Bug #19571
closedarvados-cwl-runner scattering bug
100%
Description
Hi all,
The attached simple CWL workflow and inputs file returns the following error when run with arvados-cwl-runner:
$ arvados-cwl-runner workflow-fixed.cwl cwl.inputs.json
INFO /usr/bin/arvados-cwl-runner 2.4.2, arvados-python-client 2.4.2, cwltool 3.1.20220623174452
INFO Resolved 'workflow-fixed.cwl' to 'file:///home/tom/temp/crunch-failure/workflow.cwl'
INFO Using cluster xxxxx (https://xxxxx.yyyyy.com/)
ERROR Input object failed validation:
identifier field '['string one', 'second string', 'three three three']' must be a string
This was surprising given that this workflow works just fine with cwltool (3.1.20220802125926).

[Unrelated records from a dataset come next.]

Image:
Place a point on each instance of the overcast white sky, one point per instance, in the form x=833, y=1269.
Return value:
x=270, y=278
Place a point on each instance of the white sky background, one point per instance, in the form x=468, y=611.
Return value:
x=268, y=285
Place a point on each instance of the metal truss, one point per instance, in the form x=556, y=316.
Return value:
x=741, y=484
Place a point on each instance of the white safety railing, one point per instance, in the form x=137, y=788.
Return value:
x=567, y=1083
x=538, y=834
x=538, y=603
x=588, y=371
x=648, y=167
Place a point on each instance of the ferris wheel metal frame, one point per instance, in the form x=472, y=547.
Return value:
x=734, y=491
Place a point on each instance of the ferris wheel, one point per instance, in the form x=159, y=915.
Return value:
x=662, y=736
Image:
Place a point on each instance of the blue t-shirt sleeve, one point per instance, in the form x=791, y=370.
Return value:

We suspect that this may have to do with us calling the same scattered step twice, but unsure exactly as to why.
Files
Updated by Peter Amstutz about 2 years ago
- Target version set to 2022-10-12 sprint
Updated by Peter Amstutz about 2 years ago
- Target version changed from 2022-10-12 sprint to 2022-10-26 sprint
Updated by Peter Amstutz about 2 years ago
- Target version changed from 2022-10-26 sprint to 2022-11-09 sprint
Updated by Peter Amstutz about 2 years ago
- Related to Bug #19678: arvados-cwl-runner: id name must be a string added
Updated by Peter Amstutz about 2 years ago
- Related to deleted (Bug #19678: arvados-cwl-runner: id name must be a string)

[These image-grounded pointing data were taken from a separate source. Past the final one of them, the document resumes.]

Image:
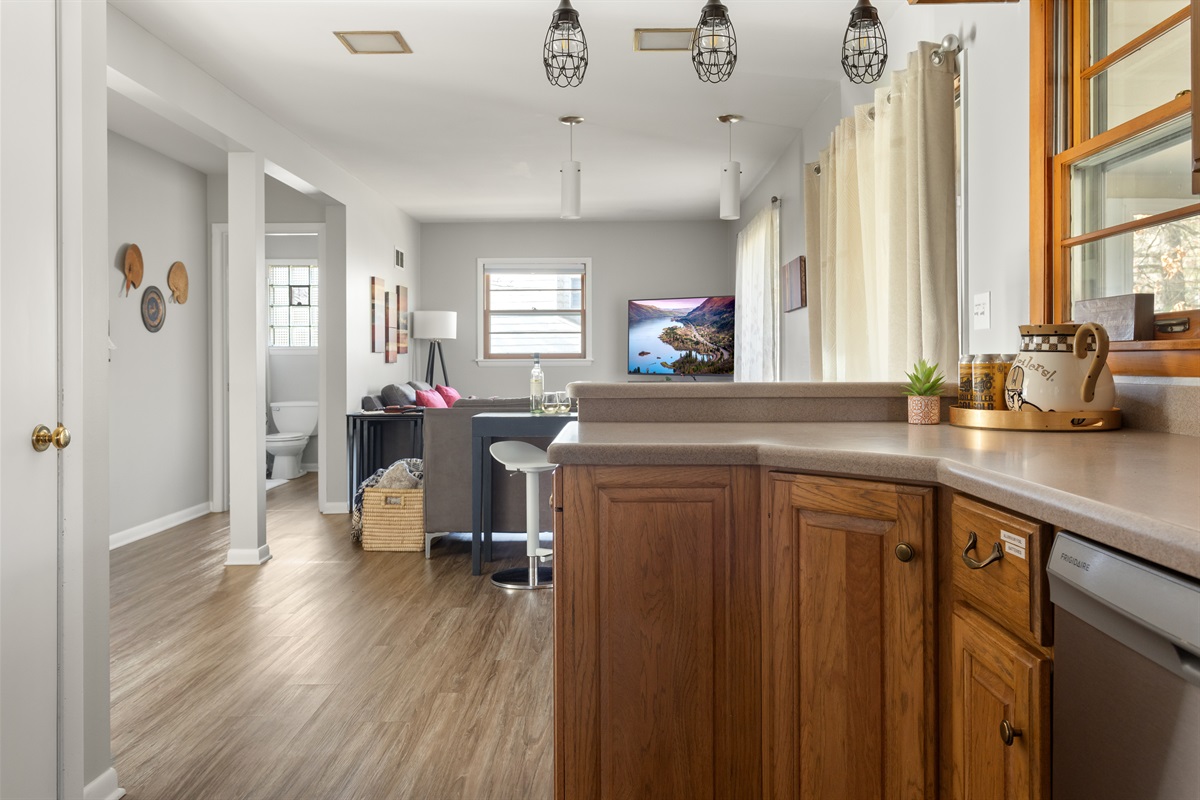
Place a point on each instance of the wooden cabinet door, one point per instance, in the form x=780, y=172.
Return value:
x=849, y=641
x=658, y=633
x=996, y=679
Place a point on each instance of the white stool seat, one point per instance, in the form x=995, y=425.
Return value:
x=521, y=456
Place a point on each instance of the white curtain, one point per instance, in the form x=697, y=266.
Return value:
x=756, y=322
x=880, y=210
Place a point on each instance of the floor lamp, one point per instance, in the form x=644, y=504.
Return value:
x=435, y=326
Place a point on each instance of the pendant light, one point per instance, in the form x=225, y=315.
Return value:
x=731, y=176
x=571, y=175
x=565, y=52
x=714, y=47
x=864, y=49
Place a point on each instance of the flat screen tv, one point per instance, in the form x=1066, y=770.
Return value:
x=681, y=336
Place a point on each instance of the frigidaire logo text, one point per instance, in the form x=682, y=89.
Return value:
x=1074, y=561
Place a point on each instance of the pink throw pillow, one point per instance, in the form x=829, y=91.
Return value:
x=430, y=400
x=448, y=394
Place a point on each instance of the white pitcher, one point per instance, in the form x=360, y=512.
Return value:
x=1061, y=368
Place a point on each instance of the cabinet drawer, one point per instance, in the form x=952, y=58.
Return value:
x=1013, y=587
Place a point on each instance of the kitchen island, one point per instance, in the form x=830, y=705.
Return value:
x=756, y=585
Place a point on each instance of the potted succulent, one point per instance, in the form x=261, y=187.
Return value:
x=924, y=391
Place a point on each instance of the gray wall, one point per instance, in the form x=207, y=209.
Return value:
x=159, y=383
x=629, y=259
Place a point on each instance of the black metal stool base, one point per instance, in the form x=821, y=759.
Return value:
x=519, y=578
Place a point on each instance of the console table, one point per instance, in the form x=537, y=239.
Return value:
x=364, y=441
x=486, y=428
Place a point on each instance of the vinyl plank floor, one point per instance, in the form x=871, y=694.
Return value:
x=328, y=672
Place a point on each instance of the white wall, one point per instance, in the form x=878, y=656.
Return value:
x=630, y=259
x=159, y=384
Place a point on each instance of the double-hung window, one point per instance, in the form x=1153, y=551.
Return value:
x=534, y=306
x=1114, y=169
x=292, y=296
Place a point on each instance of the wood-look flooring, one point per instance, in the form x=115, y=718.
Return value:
x=328, y=672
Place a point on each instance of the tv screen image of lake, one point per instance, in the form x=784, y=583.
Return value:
x=681, y=336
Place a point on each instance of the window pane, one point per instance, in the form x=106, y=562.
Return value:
x=1164, y=260
x=1119, y=22
x=543, y=343
x=1143, y=80
x=1145, y=175
x=535, y=324
x=545, y=300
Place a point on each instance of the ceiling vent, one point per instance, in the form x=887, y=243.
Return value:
x=663, y=40
x=373, y=42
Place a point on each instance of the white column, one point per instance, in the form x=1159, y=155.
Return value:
x=247, y=361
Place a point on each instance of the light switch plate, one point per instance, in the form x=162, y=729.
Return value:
x=981, y=311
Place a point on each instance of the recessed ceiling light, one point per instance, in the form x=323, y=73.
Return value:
x=373, y=42
x=663, y=40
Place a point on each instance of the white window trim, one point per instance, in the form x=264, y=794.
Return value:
x=533, y=262
x=287, y=262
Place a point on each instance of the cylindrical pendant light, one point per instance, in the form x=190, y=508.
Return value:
x=714, y=46
x=565, y=50
x=573, y=174
x=731, y=176
x=864, y=49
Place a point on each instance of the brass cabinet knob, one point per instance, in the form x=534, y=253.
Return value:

Updated by Peter Amstutz about 2 years ago
- Has duplicate Bug #19678: arvados-cwl-runner: id name must be a string added
Updated by Peter Amstutz about 2 years ago
I think this is actually the same bug as was reported again in #19678, the having a input parameter named name
runs into trouble.
Updated by Joshua Randall about 2 years ago
Having an input parameter with an id of 'name' does work as long as the type is "string" - the problem occurs when the type is anything other than "string".
Note also that this does not only apply to input parameters but to field names as well.
i.e. this is valid:
'''
type:
type: record
fields:
- name: name
type: string
'''
but this is rejected:
'''
type:
type: record
fields:
- name: name
type: boolean
'''
We have confirmed that simply removing the two places in schema_salad where it explicitly throws a ValidationException when it finds a value for a name field that is not of type str solves this problem, and arvados-cwl-runner still works for all of our test cases. We have not yet investigated why this problem appears to be specific to arvados-cwl-runner and is not an issue for cwltool. That seems a bit surprising since they both use schema_salad, but perhaps they are invoking it in a different way?

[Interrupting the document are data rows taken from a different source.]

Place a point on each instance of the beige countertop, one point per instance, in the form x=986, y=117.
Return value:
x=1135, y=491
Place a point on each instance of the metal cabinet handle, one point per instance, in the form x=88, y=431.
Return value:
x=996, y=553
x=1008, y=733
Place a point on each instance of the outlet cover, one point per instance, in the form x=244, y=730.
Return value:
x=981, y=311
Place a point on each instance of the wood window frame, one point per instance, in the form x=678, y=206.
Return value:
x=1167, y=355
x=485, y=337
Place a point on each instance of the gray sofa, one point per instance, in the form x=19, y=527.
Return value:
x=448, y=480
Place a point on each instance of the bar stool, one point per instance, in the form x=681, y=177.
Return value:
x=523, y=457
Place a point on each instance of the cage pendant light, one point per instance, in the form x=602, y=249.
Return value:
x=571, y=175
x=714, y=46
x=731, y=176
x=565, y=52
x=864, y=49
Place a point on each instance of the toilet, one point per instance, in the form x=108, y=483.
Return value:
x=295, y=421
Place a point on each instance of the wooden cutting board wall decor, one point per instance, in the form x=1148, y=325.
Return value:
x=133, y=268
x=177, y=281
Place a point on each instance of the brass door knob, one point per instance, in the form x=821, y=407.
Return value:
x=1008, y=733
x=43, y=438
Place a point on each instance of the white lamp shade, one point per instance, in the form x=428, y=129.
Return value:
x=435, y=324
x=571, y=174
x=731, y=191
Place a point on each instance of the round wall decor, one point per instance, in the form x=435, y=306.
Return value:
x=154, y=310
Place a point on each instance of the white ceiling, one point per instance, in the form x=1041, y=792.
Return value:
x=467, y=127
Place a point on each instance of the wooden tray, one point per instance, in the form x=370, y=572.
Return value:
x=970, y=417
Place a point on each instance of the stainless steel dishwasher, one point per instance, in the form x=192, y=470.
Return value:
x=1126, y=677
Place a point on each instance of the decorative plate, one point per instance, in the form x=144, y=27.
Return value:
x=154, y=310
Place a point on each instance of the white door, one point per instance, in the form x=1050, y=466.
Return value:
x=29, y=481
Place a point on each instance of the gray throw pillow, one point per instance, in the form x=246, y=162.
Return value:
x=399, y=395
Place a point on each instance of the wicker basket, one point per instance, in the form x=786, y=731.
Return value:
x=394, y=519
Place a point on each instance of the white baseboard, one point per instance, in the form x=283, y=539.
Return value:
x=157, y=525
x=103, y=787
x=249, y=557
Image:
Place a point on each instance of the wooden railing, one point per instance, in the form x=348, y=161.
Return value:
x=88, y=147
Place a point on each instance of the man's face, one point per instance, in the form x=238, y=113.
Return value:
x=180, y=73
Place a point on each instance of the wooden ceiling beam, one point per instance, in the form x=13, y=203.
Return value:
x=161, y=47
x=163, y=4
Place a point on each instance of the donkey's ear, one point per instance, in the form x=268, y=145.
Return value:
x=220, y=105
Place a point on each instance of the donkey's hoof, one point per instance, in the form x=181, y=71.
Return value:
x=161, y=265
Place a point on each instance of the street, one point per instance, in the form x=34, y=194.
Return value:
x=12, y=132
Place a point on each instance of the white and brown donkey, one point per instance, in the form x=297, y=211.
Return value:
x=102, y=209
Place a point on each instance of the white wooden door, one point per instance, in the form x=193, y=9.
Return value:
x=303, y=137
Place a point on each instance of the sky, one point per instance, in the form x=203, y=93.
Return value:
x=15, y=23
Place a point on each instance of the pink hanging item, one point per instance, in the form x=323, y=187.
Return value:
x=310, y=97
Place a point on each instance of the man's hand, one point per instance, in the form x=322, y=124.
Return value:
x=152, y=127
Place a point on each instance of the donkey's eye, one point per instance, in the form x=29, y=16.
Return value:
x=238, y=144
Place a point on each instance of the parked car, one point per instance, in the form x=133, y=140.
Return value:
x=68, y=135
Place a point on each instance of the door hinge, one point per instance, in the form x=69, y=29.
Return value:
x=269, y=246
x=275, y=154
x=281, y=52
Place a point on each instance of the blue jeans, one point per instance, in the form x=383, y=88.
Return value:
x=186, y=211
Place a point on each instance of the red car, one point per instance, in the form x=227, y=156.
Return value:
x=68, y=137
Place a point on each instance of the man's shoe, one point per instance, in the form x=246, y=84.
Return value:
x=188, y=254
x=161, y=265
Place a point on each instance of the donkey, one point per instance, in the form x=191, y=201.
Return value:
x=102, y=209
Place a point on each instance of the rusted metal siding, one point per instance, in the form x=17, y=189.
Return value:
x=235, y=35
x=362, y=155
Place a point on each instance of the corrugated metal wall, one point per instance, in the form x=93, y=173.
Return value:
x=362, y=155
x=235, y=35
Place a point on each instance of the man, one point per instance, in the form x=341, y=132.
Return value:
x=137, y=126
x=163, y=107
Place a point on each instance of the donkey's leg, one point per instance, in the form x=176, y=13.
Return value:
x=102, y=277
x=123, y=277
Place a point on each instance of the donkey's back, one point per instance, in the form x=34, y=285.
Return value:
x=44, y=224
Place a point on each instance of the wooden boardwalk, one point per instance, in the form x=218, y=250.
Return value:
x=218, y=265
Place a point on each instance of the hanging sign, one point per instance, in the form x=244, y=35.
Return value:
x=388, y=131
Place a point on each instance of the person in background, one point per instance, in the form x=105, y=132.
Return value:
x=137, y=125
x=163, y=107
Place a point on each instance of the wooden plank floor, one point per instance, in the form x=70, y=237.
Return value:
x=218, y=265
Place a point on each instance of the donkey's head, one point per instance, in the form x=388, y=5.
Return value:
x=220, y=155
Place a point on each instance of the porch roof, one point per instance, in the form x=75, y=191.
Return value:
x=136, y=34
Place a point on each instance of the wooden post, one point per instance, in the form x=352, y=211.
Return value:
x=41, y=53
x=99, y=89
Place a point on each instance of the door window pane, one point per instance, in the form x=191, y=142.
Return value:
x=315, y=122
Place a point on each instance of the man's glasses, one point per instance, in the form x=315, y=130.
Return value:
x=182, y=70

Updated by Joshua Randall about 2 years ago
- File 19571-ref_resolver.patch 19571-ref_resolver.patch added
For our use-cases the attached patch (simply removing the two raise statements) completely solves this issue.
Updated by Peter Amstutz about 2 years ago
Hey Josh! Good to hear from you.
The way that arvados-cwl-runner
reads the workflow, packs it, and re-reads the packed version has occasionally turned up bugs on the second trip through the sausage machine (parsing and loading). I'll give this a look.
Updated by Peter Amstutz about 2 years ago
19678-job-loader @ e2267bd99209651c61425f335230e515421b2ef4
- Fix for parameters called 'name'
- Also fix regression involving default file references appearing in
nested processes (inline declaration of a tool within a workflow).
- Also fixed some dependency issues preventing arvados/jobs developer
image from working.
Updated by Peter Amstutz about 2 years ago
- Status changed from New to In Progress
Updated by Peter Amstutz about 2 years ago
- Status changed from In Progress to Resolved